Cliff Doerksen did not belong to the Northwestern community for long, but he left a mark. The Harvey Kapnick Business Institutions Program and School of Continuing Studies professor died unexpectedly at age 47 in late December, leaving behind a wife, daughter and other friends and family members.
The Chicago Tribune reported that he was found dead in his home Dec. 17. An autopsy will determine the cause of death.
“He wasn’t widely known, but the people that did know him knew that he was a very special guy,” said Bruce Carruthers, a Northwestern sociology professor and Doerksen’s brother-in-law. “Part of what made him a good person in the classroom also made him a very fun guy to be around. He was the kind of person that if you were just kind of kidding around, he often could just come up with a one liner or a zinger that cracked up the room.”
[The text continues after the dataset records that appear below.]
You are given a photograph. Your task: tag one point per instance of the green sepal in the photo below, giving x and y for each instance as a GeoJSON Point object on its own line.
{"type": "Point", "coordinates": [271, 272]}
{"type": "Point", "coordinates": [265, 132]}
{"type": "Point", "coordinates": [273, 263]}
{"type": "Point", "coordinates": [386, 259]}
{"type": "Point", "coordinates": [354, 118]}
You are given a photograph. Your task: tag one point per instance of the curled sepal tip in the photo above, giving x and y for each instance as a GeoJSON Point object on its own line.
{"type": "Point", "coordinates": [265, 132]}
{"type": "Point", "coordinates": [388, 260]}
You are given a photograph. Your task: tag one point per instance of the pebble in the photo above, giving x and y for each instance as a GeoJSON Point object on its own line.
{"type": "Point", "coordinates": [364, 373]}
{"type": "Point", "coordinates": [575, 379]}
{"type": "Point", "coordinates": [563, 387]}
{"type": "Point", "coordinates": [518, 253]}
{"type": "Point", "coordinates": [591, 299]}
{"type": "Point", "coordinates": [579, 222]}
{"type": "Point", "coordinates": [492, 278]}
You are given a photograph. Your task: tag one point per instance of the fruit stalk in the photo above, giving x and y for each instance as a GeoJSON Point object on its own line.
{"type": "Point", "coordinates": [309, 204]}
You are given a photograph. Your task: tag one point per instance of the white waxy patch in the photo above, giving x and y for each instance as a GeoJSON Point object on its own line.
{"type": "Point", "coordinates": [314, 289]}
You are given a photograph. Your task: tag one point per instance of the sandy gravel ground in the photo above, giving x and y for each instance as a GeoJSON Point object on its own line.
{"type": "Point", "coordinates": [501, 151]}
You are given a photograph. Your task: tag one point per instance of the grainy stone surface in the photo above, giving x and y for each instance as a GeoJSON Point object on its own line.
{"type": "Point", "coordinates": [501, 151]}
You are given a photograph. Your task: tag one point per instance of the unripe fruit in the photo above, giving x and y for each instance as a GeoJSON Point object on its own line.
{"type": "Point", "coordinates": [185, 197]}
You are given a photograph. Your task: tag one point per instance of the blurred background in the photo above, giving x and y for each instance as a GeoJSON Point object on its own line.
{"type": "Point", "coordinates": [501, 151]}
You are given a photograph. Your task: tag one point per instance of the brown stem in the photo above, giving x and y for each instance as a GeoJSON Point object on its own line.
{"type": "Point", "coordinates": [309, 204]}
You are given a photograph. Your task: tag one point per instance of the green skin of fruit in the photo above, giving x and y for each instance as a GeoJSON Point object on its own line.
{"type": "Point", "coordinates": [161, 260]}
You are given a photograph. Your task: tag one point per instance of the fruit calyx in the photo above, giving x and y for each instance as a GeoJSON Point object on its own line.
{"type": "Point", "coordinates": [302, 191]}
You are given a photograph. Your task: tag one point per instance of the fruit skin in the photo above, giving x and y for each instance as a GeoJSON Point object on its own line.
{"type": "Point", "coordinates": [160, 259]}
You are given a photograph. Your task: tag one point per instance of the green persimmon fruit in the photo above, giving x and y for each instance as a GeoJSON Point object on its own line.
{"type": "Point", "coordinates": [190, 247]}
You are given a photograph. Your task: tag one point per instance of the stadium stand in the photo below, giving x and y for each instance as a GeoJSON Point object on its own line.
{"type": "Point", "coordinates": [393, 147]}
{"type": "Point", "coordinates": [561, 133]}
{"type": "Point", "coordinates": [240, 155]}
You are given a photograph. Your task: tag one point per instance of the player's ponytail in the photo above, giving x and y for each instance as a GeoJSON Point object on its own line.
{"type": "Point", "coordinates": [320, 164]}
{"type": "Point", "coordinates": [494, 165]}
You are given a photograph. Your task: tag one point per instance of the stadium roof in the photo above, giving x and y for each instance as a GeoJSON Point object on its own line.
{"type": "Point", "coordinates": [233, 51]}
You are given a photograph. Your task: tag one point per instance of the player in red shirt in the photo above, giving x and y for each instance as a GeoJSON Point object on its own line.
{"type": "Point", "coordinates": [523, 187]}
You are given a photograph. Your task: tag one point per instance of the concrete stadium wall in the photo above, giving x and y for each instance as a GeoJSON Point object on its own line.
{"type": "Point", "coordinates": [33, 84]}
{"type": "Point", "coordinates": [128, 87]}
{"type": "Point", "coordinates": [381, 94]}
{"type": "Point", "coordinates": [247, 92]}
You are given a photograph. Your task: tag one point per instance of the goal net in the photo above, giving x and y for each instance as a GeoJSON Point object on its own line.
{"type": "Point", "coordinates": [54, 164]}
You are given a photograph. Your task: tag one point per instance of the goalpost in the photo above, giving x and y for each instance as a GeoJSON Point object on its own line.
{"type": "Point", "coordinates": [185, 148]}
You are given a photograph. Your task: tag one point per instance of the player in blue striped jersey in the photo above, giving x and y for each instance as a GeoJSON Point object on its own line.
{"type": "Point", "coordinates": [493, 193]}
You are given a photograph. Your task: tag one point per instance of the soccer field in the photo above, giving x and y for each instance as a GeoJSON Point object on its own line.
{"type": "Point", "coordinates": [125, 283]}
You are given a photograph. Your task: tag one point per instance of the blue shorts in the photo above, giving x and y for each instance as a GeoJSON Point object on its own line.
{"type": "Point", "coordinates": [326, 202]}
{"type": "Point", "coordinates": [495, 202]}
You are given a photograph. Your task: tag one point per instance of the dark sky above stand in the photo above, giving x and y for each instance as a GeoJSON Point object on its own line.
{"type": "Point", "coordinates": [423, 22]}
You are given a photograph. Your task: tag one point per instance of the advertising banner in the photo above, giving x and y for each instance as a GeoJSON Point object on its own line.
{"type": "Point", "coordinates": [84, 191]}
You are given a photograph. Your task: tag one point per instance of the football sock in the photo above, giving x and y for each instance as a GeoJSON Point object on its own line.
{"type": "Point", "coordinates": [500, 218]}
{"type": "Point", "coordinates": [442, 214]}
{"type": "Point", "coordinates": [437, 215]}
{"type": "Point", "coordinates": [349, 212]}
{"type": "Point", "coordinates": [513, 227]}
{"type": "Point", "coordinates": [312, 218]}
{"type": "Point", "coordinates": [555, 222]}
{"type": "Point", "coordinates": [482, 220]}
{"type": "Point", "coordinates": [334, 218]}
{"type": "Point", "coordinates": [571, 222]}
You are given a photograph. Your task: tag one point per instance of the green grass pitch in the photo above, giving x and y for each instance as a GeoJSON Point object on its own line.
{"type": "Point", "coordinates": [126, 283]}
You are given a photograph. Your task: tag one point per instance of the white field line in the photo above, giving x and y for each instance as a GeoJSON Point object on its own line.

Doerksen had a Ph.D. in history from Princeton University. He was a well-known journalist whose work appeared in such publications as the Chicago Reader, Time Out Chicago, The New York Times and WBEZ Chicago’s This American Life. He also published scholarly essays on history. He began teaching at Northwestern last school year.
Mark Witte, economics professor and BIP director, emphasized the wide variety of knowledge Doerksen brought to Northwestern with him, including history, journalism, cinema, cooking and marketing.
“He can draw on his historical background and bring in aspects of contemporary life and show relevance,” Witte said. “He was certainly a popular guy.”
Carruthers seconded Witte’s assertion about his wide breadth of knowledge, referring to Doerksen as “culturally omnivorous.” He added that Doerksen’s constant desire to learn more enriched his research and his teaching style.
“Chicago has lost a wonderful cultural critic, and we in journalism have lost a friend and colleague,” Sartin wrote. “Cliff wrote with razor-sharp wit and deep intelligence about film and culture.”
Students in Doerksen’s BIP class, “Marketing Management,” were informed of his death over break. Economics professor Peter Sattler will replace him.
“It was an amazing stroke of luck that he came to us and it was just terrible that he went away,” Witte said.